Middle Market M&A: It’s More Than Just Identifying the Buyer

We all know that M&A is about finding the best buyer.  Verit Advisors’ view is that preparation and process are critically important to finding and closing the best buyer.  The M&A process, whether it involve an ESOP, PE, or strategic buyer, takes time, expertise, and extensive legal and financial due diligence that strains management. Too often, companies are under-prepared for the intense level of focus and scrutiny involved in transaction execution.  The excitement of receiving a strong LOI can dissipate to adversarial rapport and distrust (and sometimes a failed deal).  We believe prior preparation mitigates this acrimony.    

  • Quality of Earnings: We recognize it’s painful to take on yet another expense.  But please bear with us.  For those who are unfamiliar with the terminology “QofE,” a Quality of Earnings report is a detailed analysis conducted by an independent third party firm of all of the components of a company’s revenue and expenses. A QofE confirms historical and pro forma earnings as well as projected non-recurring addbacks.  Addbacks add up.  They are the expenses or adjustments the business will no longer incur with a new owner.  A QofE confirms management addbacks to free cash flow or EBITDA and provides insight into additional addbacks or deductions to value that a buyer may try to negotiate. Additionally, knowing the buyer’s “playbook” (the buyer will likely have its own Qof E report) creates a stronger negotiating position for the seller, arming the seller with detailed evidence confirmed by a third party.
  • Role of an Investment Banker: We recognize it sounds trite when an iBanker recommends using an investment bank.  Respect the saying “you get one chance at a first impression.”  You want to look your best to the market.  It is crucial to the overall success of the process to take time at the front end of the deal. Key activities include mapping out pre-transaction diligence, vetting buyers and a customized approach, designing negotiation strategies for each buyer, establishing deadlines and a controlled process, etc.  An experienced investment banker will lead you through this process.  An investment banker also provides support to management to navigate the demands of an M&A process. A qualified investment banker makes a statement to the buyer universe that you are serious about selling.  Buyers don’t want to invest the time and money with a seller that isn’t committed.  Your ideal investment banker will be candid and forthright, pointing out potential buyer-perceived gaps, which can be addressed prior to going to market.  A good partner will also tell you if it is not a good time to sell due to company-specific or macro related issues.
  • Business Plan and Projections: While management might have identified multiple avenues for future growth, it is important to divide growth initiatives into short-term and long-term horizons. Buyers will want to examine the profitability and costs of any short-term growth initiatives and the ability to execute these plans quickly. Thoughtfully refining the business plan and projections can help hone a potential buyers list and provide insight into those more likely to pay a premium for potential synergies. Well-developed financial projections include management’s best estimates including rational growth initiatives. Potential buyers will want to see how a business is tracking to the financial projections.  Beware, you want to hit or exceed your projections during the marketing process.  Negative earnings outcomes give excessive negotiating leverage to a buyer, which can derail a deal.

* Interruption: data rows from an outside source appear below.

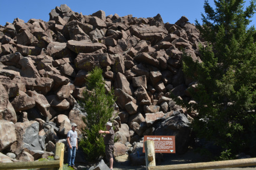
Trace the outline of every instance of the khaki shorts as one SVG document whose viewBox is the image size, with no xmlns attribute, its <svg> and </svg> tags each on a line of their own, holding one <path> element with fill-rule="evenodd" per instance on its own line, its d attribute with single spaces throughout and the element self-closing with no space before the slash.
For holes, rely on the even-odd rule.
<svg viewBox="0 0 256 170">
<path fill-rule="evenodd" d="M 106 158 L 109 159 L 113 158 L 113 151 L 114 144 L 106 144 L 105 145 L 105 152 L 106 153 Z"/>
</svg>

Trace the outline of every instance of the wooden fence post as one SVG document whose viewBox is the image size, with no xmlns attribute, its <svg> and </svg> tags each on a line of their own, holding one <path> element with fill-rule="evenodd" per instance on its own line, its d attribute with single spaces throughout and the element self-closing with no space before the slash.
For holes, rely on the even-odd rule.
<svg viewBox="0 0 256 170">
<path fill-rule="evenodd" d="M 156 166 L 155 155 L 155 145 L 154 140 L 146 140 L 144 142 L 145 154 L 146 157 L 146 167 Z"/>
<path fill-rule="evenodd" d="M 55 145 L 55 154 L 54 155 L 54 160 L 59 161 L 59 168 L 56 168 L 56 169 L 62 170 L 63 162 L 64 161 L 64 149 L 65 145 L 63 143 L 57 143 Z"/>
</svg>

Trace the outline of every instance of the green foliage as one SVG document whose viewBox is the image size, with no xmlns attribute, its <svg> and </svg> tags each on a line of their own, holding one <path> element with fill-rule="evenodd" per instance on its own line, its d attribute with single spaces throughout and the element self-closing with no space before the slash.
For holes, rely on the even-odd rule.
<svg viewBox="0 0 256 170">
<path fill-rule="evenodd" d="M 256 116 L 252 110 L 256 107 L 256 31 L 247 27 L 256 1 L 245 10 L 242 0 L 215 3 L 215 10 L 205 1 L 203 25 L 196 21 L 208 41 L 200 46 L 202 62 L 183 55 L 183 71 L 198 84 L 196 90 L 189 90 L 197 104 L 177 101 L 199 113 L 193 129 L 222 148 L 220 159 L 232 159 L 240 152 L 255 156 Z"/>
<path fill-rule="evenodd" d="M 113 89 L 106 92 L 100 68 L 96 67 L 89 74 L 87 89 L 83 93 L 84 99 L 79 102 L 87 113 L 83 120 L 86 127 L 83 129 L 83 137 L 79 145 L 88 160 L 95 161 L 105 155 L 103 138 L 98 131 L 105 129 L 105 123 L 112 116 L 115 98 Z"/>
</svg>

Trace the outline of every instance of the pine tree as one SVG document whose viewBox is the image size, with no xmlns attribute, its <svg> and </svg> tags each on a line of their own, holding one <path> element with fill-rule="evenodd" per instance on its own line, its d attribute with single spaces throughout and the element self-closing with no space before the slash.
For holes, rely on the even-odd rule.
<svg viewBox="0 0 256 170">
<path fill-rule="evenodd" d="M 98 67 L 89 72 L 87 79 L 87 89 L 83 92 L 83 99 L 79 104 L 87 113 L 83 119 L 86 127 L 83 129 L 83 138 L 80 142 L 89 161 L 94 161 L 104 156 L 103 137 L 98 133 L 105 129 L 105 124 L 112 116 L 115 96 L 112 90 L 106 92 L 102 70 Z"/>
<path fill-rule="evenodd" d="M 242 0 L 215 1 L 216 8 L 205 1 L 203 25 L 196 20 L 201 37 L 202 62 L 184 54 L 183 71 L 194 79 L 196 90 L 190 92 L 197 103 L 177 102 L 196 110 L 193 129 L 201 137 L 222 148 L 220 158 L 232 159 L 244 152 L 256 156 L 255 30 L 248 28 L 256 1 L 245 10 Z"/>
</svg>

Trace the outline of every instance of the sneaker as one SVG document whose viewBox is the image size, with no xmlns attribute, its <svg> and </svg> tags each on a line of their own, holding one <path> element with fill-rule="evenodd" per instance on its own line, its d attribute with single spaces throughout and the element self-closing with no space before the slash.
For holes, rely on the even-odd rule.
<svg viewBox="0 0 256 170">
<path fill-rule="evenodd" d="M 75 167 L 75 165 L 71 166 L 71 167 L 73 167 L 74 169 L 77 169 L 77 168 Z"/>
</svg>

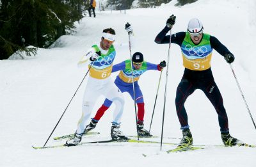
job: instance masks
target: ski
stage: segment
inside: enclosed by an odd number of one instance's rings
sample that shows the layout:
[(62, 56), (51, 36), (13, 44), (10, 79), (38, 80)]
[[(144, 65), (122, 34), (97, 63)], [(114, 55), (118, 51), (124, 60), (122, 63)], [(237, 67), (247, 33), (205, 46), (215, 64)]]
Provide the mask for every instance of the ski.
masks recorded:
[(246, 143), (239, 143), (235, 146), (225, 146), (223, 145), (191, 145), (191, 146), (178, 146), (174, 149), (172, 149), (170, 150), (166, 151), (167, 153), (171, 152), (185, 152), (189, 150), (196, 150), (200, 149), (205, 149), (209, 148), (210, 147), (251, 147), (251, 148), (256, 148), (256, 145), (249, 145)]
[[(78, 145), (85, 145), (85, 144), (93, 144), (93, 143), (151, 143), (151, 144), (159, 144), (160, 143), (159, 141), (146, 141), (146, 140), (136, 140), (136, 139), (124, 139), (124, 140), (115, 140), (115, 139), (108, 139), (108, 140), (100, 140), (100, 141), (90, 141), (90, 142), (81, 142), (78, 143)], [(177, 145), (176, 143), (163, 143), (165, 145)], [(68, 147), (65, 144), (64, 145), (54, 145), (54, 146), (46, 146), (46, 147), (32, 147), (36, 150), (38, 149), (45, 149), (45, 148), (60, 148), (60, 147)], [(71, 147), (71, 146), (69, 146)]]
[[(99, 132), (88, 132), (85, 134), (83, 134), (83, 136), (90, 136), (90, 135), (95, 135), (95, 134), (100, 134)], [(58, 137), (55, 137), (53, 138), (54, 140), (59, 140), (59, 139), (67, 139), (67, 138), (70, 138), (71, 137), (74, 136), (74, 133), (73, 134), (70, 134), (65, 136), (58, 136)]]
[(194, 146), (179, 146), (174, 149), (172, 149), (166, 151), (168, 154), (171, 152), (186, 152), (189, 150), (196, 150), (200, 149), (204, 149), (205, 147), (194, 147)]

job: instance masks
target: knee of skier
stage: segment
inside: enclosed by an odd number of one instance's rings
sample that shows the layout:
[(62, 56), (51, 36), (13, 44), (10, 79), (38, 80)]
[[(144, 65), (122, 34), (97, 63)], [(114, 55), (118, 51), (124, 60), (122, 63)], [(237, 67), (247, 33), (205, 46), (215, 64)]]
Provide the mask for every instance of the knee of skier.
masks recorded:
[(124, 100), (123, 97), (114, 98), (113, 99), (112, 99), (112, 101), (115, 103), (115, 104), (116, 104), (116, 106), (118, 104), (124, 106)]
[(144, 99), (143, 97), (139, 97), (136, 99), (136, 102), (138, 103), (144, 103)]

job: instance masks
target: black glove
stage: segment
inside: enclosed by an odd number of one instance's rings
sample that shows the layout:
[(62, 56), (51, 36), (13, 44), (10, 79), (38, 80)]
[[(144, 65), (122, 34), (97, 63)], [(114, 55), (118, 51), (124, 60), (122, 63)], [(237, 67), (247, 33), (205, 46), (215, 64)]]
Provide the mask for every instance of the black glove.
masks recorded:
[(167, 19), (166, 26), (168, 28), (172, 28), (172, 26), (175, 24), (176, 16), (174, 15), (171, 15), (169, 19)]
[(132, 28), (129, 22), (125, 24), (125, 30), (128, 32), (128, 34), (132, 33)]
[(99, 56), (100, 56), (100, 55), (101, 55), (100, 51), (99, 51), (99, 52), (94, 52), (94, 54), (92, 52), (92, 56), (90, 58), (90, 60), (93, 61), (95, 61), (98, 60), (98, 58), (99, 58)]
[(234, 60), (235, 60), (235, 56), (234, 56), (233, 54), (232, 53), (226, 54), (224, 56), (224, 58), (228, 63), (231, 63), (234, 61)]
[(166, 67), (166, 62), (165, 62), (164, 60), (160, 62), (159, 66), (161, 68), (164, 68), (165, 67)]

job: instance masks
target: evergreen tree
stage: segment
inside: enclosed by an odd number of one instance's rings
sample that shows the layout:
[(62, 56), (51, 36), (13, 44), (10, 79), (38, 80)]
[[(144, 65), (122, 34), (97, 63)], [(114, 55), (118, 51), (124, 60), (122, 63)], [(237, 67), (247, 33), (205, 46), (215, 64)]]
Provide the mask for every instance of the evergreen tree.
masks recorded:
[(83, 5), (83, 0), (1, 0), (0, 60), (29, 51), (28, 45), (47, 47), (70, 33)]
[(112, 5), (114, 10), (125, 10), (131, 9), (132, 3), (134, 0), (108, 0), (106, 6), (109, 7)]

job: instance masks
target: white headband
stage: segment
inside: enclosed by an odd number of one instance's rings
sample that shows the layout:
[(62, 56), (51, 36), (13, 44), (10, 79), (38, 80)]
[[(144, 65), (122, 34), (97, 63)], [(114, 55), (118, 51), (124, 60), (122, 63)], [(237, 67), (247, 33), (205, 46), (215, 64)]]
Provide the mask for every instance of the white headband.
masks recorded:
[(104, 39), (109, 40), (109, 41), (114, 41), (115, 40), (115, 35), (107, 33), (102, 33), (102, 37)]

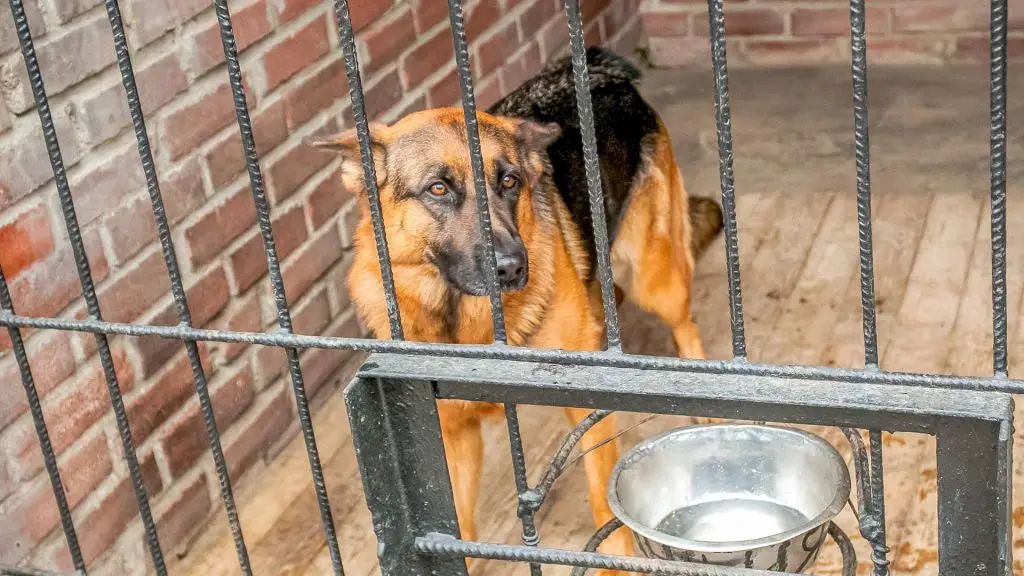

Executing an M&A transaction is a time intensive and incredibly thorough process. While this might seem daunting to some middle market companies, Verit Advisors’ view is that preparation and diligence prior to an M&A process strengthens the seller’s negotiating leverage leading to increased value and a smoother process.

As always, it is Verit’s vision to bring a fresh approach and customized solutions to advise private business owners on ownership transition.